# Soldering



## ionizedsky (Dec 11, 2009)

I am gearing up to attempt my first Mod to some flashlights soon. I have the leds and epoxies and I have a real basic soldering iron but was wondering what everybody recommends for detailed soldering work?


----------



## ionizedsky (Dec 11, 2009)

2 Hours have gone by and 29 views later, not a single reply. Should I have posted in the homemade instead?


----------



## JosephK (Dec 11, 2009)

Since this is one of those "already asked and answered" posts, here's a few helpful threads that immediately come to mind.


*I'd like to solder *videos added* *
https://www.candlepowerforums.com/threads/141539

* Anyone seen flexible "Helping Hands" holder that actually works? Answer: Yes !!! 
*https://www.candlepowerforums.com/threads/180600

*first try at reflow soldering*
https://www.candlepowerforums.com/threads/221617

*What do I need for a decent soldering station? *
https://www.candlepowerforums.com/threads/70528


----------



## sigsour (Dec 11, 2009)

I am in the soldering industry so there are a ton of different manufacturers that will do fine. Unfortunately most of the ones that I know of are at least in the $100.00 range. (PACE, OK Industries, Metcal) I think the best iron that could be had with a good selection of tips would be the Heller line. Find a distributer or a rep that sells them and you will get the best price possible.


----------



## Tekno_Cowboy (Dec 11, 2009)

I have nothing but praise for my Hakko 936, and you'll find the same is true for most of the people on this forum that have the same. I've seen them for under $70 at various places.


----------



## wquiles (Dec 11, 2009)

ionizedsky said:


> 2 Hours have gone by and 29 views later, not a single reply. Should I have posted in the homemade instead?



Many of the folks in this sub-forum have great soldering skills, but perhaps this Materials/Mechanical/Machining is not the most perfect match for your question - that is probably why you see many views but no/little replies. Either the homemade forum, or the Flashlight Electronics - Batteries Included would likely give you even more feedback:
Flashlight Electronics - Batteries Included ...

Will


----------



## gadget_lover (Dec 11, 2009)

I use a cheap temperature controled model from MPJA .

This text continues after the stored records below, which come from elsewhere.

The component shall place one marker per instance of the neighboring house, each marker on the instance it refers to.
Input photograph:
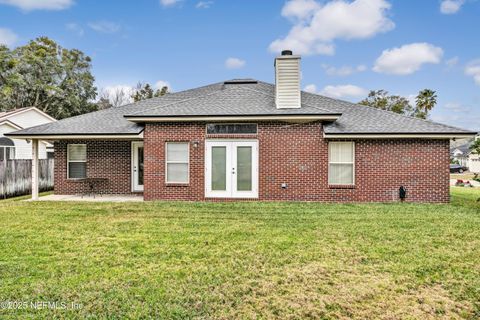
(465, 157)
(247, 139)
(18, 119)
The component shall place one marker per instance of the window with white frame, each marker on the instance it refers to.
(7, 153)
(341, 163)
(177, 160)
(76, 161)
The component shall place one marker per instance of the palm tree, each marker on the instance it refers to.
(426, 101)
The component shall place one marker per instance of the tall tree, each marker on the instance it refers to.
(42, 74)
(116, 96)
(475, 147)
(426, 101)
(380, 99)
(145, 91)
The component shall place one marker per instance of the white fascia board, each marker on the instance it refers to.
(11, 124)
(235, 118)
(80, 137)
(399, 136)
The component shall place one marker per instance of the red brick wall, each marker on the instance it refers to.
(155, 136)
(297, 154)
(105, 159)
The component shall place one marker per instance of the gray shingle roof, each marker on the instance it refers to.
(240, 97)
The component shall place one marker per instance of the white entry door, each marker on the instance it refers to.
(231, 169)
(137, 166)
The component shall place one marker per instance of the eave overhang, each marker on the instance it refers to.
(202, 118)
(82, 136)
(442, 135)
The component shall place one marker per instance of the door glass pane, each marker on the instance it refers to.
(244, 168)
(219, 168)
(140, 166)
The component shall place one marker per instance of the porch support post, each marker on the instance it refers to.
(35, 169)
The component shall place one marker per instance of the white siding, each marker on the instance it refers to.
(474, 163)
(23, 149)
(287, 82)
(29, 118)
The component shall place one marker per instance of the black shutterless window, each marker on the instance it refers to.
(234, 128)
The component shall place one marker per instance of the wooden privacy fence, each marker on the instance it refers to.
(16, 176)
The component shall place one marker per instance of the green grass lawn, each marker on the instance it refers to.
(242, 260)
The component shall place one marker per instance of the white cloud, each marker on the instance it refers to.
(344, 91)
(452, 62)
(234, 63)
(75, 28)
(7, 37)
(161, 83)
(473, 70)
(169, 3)
(319, 25)
(455, 106)
(407, 59)
(451, 6)
(310, 88)
(29, 5)
(204, 4)
(104, 26)
(300, 9)
(343, 70)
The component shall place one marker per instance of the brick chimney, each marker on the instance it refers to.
(287, 81)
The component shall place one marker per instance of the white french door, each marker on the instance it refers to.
(231, 169)
(137, 166)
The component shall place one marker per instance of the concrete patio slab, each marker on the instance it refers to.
(97, 198)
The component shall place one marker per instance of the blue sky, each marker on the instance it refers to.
(347, 47)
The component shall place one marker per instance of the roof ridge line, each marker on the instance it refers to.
(390, 112)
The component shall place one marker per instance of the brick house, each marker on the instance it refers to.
(246, 139)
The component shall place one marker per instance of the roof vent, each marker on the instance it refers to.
(241, 81)
(287, 81)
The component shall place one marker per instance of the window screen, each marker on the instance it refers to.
(77, 161)
(177, 157)
(341, 157)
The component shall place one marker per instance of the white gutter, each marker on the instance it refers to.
(400, 136)
(234, 118)
(80, 137)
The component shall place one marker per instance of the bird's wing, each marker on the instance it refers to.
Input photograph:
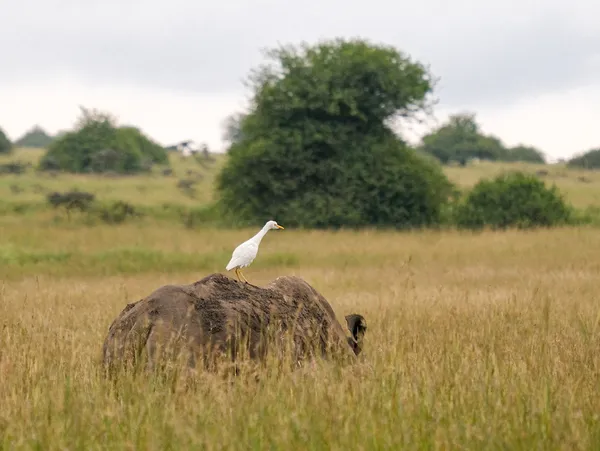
(243, 255)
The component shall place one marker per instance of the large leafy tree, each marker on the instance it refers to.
(314, 149)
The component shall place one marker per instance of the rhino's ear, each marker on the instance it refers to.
(357, 325)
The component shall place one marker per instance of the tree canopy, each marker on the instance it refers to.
(97, 144)
(35, 137)
(460, 139)
(527, 154)
(314, 150)
(5, 144)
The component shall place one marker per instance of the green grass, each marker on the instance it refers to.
(475, 340)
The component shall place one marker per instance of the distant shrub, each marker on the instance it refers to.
(14, 167)
(526, 154)
(589, 160)
(71, 200)
(512, 200)
(116, 212)
(5, 144)
(98, 145)
(36, 137)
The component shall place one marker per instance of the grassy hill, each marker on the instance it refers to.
(582, 188)
(474, 341)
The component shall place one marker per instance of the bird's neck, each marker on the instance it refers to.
(259, 236)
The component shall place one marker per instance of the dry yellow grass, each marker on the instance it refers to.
(485, 341)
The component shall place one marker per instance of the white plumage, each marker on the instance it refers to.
(245, 253)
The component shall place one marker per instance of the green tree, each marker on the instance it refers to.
(460, 140)
(527, 154)
(5, 144)
(316, 151)
(232, 126)
(513, 199)
(98, 145)
(588, 160)
(35, 138)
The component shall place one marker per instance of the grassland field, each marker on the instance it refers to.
(477, 341)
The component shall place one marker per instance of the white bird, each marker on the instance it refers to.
(246, 252)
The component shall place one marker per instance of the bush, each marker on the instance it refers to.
(71, 200)
(36, 137)
(5, 144)
(526, 154)
(514, 199)
(15, 167)
(589, 160)
(315, 151)
(98, 145)
(116, 212)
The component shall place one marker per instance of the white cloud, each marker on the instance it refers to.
(529, 69)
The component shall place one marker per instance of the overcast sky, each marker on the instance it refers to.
(530, 70)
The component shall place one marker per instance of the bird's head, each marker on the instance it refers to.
(273, 225)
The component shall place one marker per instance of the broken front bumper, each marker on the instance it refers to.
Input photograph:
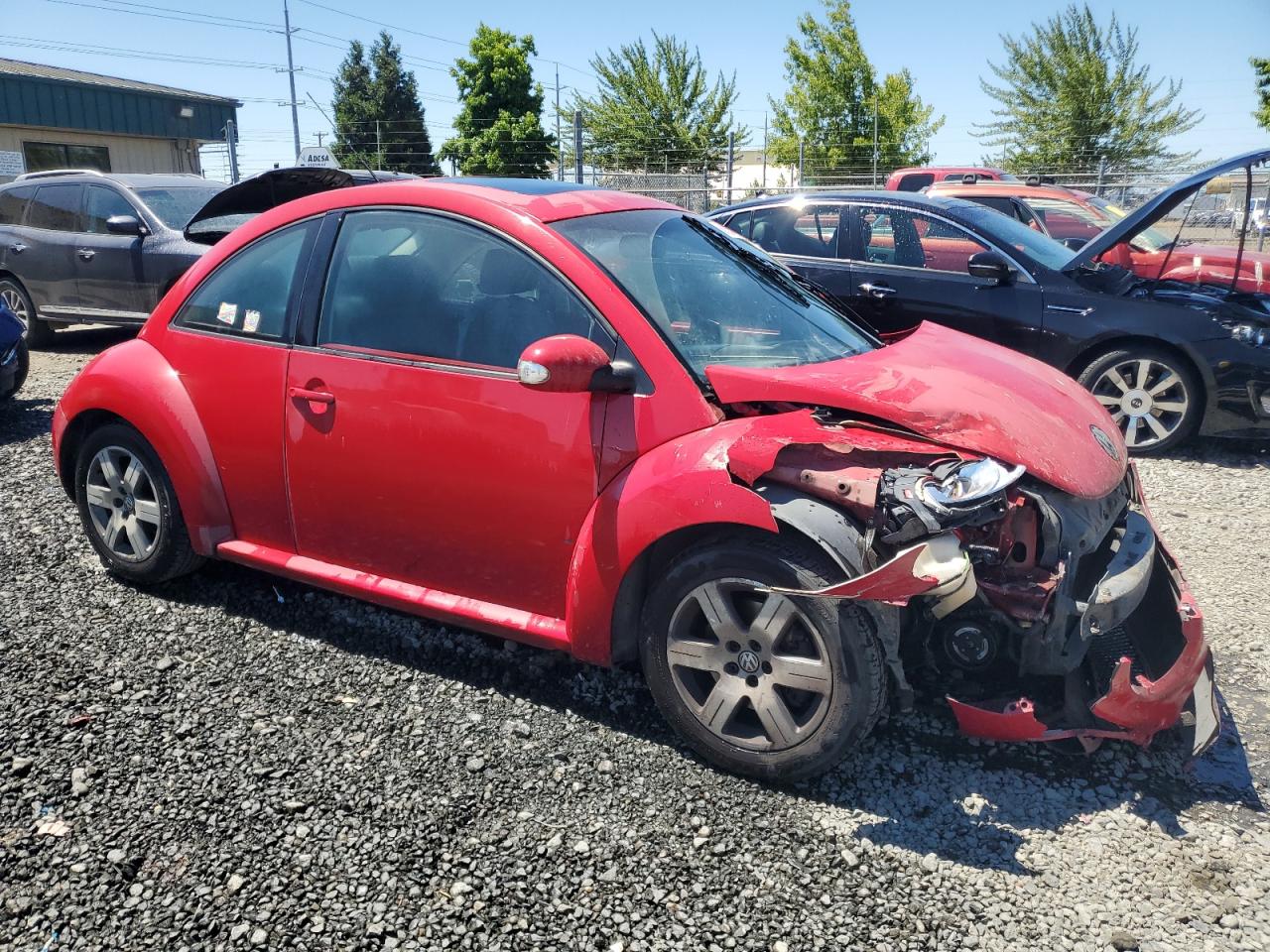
(1142, 604)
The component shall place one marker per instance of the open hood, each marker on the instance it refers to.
(962, 393)
(1159, 206)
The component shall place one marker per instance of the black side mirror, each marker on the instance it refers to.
(126, 225)
(988, 266)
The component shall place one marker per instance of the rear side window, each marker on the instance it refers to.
(250, 295)
(56, 207)
(13, 203)
(103, 203)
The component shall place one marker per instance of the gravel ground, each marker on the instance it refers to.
(241, 762)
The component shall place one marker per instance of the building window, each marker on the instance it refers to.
(42, 157)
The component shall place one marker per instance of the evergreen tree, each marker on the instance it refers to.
(379, 119)
(1074, 93)
(499, 125)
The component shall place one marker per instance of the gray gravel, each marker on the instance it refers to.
(240, 762)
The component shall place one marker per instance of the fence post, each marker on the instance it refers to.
(231, 144)
(731, 144)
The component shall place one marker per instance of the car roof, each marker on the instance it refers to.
(910, 198)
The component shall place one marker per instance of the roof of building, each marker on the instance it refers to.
(18, 67)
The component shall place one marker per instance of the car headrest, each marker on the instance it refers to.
(504, 272)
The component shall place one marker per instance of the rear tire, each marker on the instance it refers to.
(40, 334)
(776, 689)
(128, 508)
(1153, 397)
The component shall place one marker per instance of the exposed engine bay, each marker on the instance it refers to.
(1038, 615)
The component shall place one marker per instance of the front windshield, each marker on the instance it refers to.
(1146, 240)
(1011, 231)
(177, 206)
(714, 298)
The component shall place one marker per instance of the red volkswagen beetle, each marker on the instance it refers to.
(590, 421)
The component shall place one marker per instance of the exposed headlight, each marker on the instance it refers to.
(1254, 334)
(969, 483)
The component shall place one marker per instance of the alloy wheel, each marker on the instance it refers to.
(1147, 400)
(749, 665)
(123, 504)
(14, 302)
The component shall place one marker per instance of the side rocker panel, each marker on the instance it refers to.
(164, 416)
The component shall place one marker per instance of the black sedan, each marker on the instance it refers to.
(1167, 358)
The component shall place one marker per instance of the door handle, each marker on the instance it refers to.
(878, 291)
(313, 397)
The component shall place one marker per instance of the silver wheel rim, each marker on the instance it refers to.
(122, 504)
(1147, 399)
(16, 303)
(749, 665)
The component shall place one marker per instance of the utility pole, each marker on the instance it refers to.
(765, 153)
(291, 79)
(231, 145)
(731, 143)
(559, 141)
(875, 140)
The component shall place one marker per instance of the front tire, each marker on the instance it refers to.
(1152, 395)
(40, 334)
(128, 508)
(762, 684)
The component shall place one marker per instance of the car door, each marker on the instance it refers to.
(413, 451)
(806, 238)
(48, 262)
(911, 267)
(109, 267)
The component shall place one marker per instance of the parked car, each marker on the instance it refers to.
(592, 421)
(916, 178)
(89, 246)
(1167, 358)
(1074, 217)
(13, 354)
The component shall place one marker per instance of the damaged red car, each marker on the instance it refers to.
(594, 422)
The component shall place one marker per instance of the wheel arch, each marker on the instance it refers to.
(105, 391)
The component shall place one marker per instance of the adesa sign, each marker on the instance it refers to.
(317, 158)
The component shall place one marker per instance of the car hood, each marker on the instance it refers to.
(962, 393)
(1159, 206)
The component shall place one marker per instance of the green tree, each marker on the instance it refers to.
(379, 119)
(829, 104)
(499, 126)
(1072, 93)
(1261, 67)
(657, 108)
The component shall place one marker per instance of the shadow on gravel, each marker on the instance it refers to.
(24, 417)
(916, 783)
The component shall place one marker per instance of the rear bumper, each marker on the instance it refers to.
(1161, 624)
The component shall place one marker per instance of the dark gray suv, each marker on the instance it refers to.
(85, 246)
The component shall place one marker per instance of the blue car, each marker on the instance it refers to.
(13, 353)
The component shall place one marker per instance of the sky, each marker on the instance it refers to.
(1206, 46)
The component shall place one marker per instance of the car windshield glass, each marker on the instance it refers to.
(1147, 239)
(177, 206)
(715, 298)
(1011, 231)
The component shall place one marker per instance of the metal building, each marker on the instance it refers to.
(58, 118)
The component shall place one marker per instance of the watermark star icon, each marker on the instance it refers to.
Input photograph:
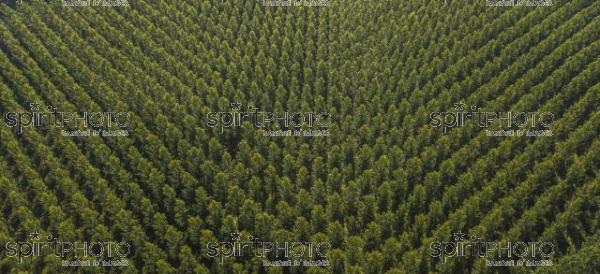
(459, 236)
(34, 235)
(236, 236)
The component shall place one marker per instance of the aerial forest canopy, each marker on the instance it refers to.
(300, 136)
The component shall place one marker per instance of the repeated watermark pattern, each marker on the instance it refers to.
(512, 123)
(95, 3)
(79, 124)
(84, 253)
(505, 253)
(273, 253)
(295, 3)
(314, 124)
(519, 3)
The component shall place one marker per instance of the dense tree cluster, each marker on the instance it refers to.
(380, 189)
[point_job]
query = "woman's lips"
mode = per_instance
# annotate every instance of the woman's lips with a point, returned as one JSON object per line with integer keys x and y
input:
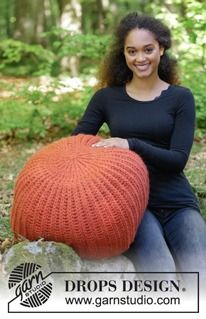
{"x": 142, "y": 67}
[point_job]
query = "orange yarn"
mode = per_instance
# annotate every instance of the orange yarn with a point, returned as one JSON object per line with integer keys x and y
{"x": 92, "y": 199}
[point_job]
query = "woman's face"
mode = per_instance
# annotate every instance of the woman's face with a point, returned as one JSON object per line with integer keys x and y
{"x": 142, "y": 53}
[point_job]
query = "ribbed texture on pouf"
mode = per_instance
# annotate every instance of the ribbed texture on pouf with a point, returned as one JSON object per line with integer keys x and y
{"x": 90, "y": 198}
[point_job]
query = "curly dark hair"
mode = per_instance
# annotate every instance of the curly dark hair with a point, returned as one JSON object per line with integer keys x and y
{"x": 114, "y": 70}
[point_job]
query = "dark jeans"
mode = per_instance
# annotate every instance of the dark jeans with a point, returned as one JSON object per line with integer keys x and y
{"x": 170, "y": 241}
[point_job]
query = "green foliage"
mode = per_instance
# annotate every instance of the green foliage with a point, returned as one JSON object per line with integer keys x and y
{"x": 33, "y": 114}
{"x": 88, "y": 49}
{"x": 21, "y": 59}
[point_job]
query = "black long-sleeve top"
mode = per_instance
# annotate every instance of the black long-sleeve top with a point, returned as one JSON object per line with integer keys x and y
{"x": 161, "y": 131}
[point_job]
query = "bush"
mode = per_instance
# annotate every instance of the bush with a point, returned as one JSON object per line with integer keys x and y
{"x": 21, "y": 59}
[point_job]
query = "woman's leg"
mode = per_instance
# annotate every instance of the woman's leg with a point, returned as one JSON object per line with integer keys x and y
{"x": 185, "y": 233}
{"x": 149, "y": 251}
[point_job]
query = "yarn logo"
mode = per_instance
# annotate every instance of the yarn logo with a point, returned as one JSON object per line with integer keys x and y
{"x": 30, "y": 285}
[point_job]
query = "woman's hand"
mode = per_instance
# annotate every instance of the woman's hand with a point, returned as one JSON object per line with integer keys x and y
{"x": 112, "y": 142}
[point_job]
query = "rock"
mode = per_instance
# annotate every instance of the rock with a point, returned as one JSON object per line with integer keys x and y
{"x": 115, "y": 264}
{"x": 118, "y": 265}
{"x": 51, "y": 256}
{"x": 58, "y": 257}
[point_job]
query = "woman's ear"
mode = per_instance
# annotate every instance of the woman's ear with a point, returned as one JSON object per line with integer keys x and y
{"x": 162, "y": 50}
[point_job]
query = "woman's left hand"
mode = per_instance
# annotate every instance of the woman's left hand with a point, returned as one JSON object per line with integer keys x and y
{"x": 112, "y": 142}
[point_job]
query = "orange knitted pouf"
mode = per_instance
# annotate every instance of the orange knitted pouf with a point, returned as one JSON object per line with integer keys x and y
{"x": 92, "y": 199}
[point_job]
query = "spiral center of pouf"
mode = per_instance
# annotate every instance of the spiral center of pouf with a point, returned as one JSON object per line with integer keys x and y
{"x": 92, "y": 199}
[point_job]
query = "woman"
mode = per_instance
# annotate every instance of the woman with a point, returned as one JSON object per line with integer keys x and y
{"x": 149, "y": 113}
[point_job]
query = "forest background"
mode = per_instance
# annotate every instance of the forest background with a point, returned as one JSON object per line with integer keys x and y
{"x": 50, "y": 51}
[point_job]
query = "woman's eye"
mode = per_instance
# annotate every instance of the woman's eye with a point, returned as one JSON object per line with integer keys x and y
{"x": 148, "y": 50}
{"x": 131, "y": 52}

http://www.mpja.com/prodinfo.asp?number=17214

It does the job, heats quickly. Only $50. Extra tips are available. MPJA has been a good company to buy from so far.


Daniel


----------



## spencer (Dec 11, 2009)

Broken link. Here maybe?


----------



## gadget_lover (Dec 11, 2009)

spencer said:


> Broken link. Here maybe?



Yep, Item 15141. A simple machine, but I only solder a few things a month. Since solder works over a wide range of temperatures, I don't need the accuracy of a Hakko. 

Changing the temperature with a twist of a dial is very convenient.

Daniel


----------



## 65535 (Dec 12, 2009)

I still recommend Weller, my WESD51 is great. Lasted many years so far, had an issue with the plug, but a tear down and clean up and it works good as new.


----------



## DM51 (Dec 13, 2009)

ionizedsky said:


> 2 Hours have gone by and 29 views later, not a single reply


Just 2 hours, and you are complaining there's been no reply? Despite the fact that you posted it in the wrong forum? :shakehead

Moving it to H&M...


----------



## gadget_lover (Dec 13, 2009)

I always figure if there are that many reads and no replies, that the question is so profound that everyone's waiting for the experts to chime in.

Then I post anyway. 

Daniel


----------



## ionizedsky (Dec 13, 2009)

DM51 said:


> Just 2 hours, and you are complaining there's been no reply? Despite the fact that you posted it in the wrong forum? :shakehead
> 
> Moving it to H&M...



Thanks DM51, I figured soldering tools would be in the materials/mechanical/machining, then again I suppose I could have titled better too, but you have pointed me to the :candle:. I suppose I need to exercise more  Patience


----------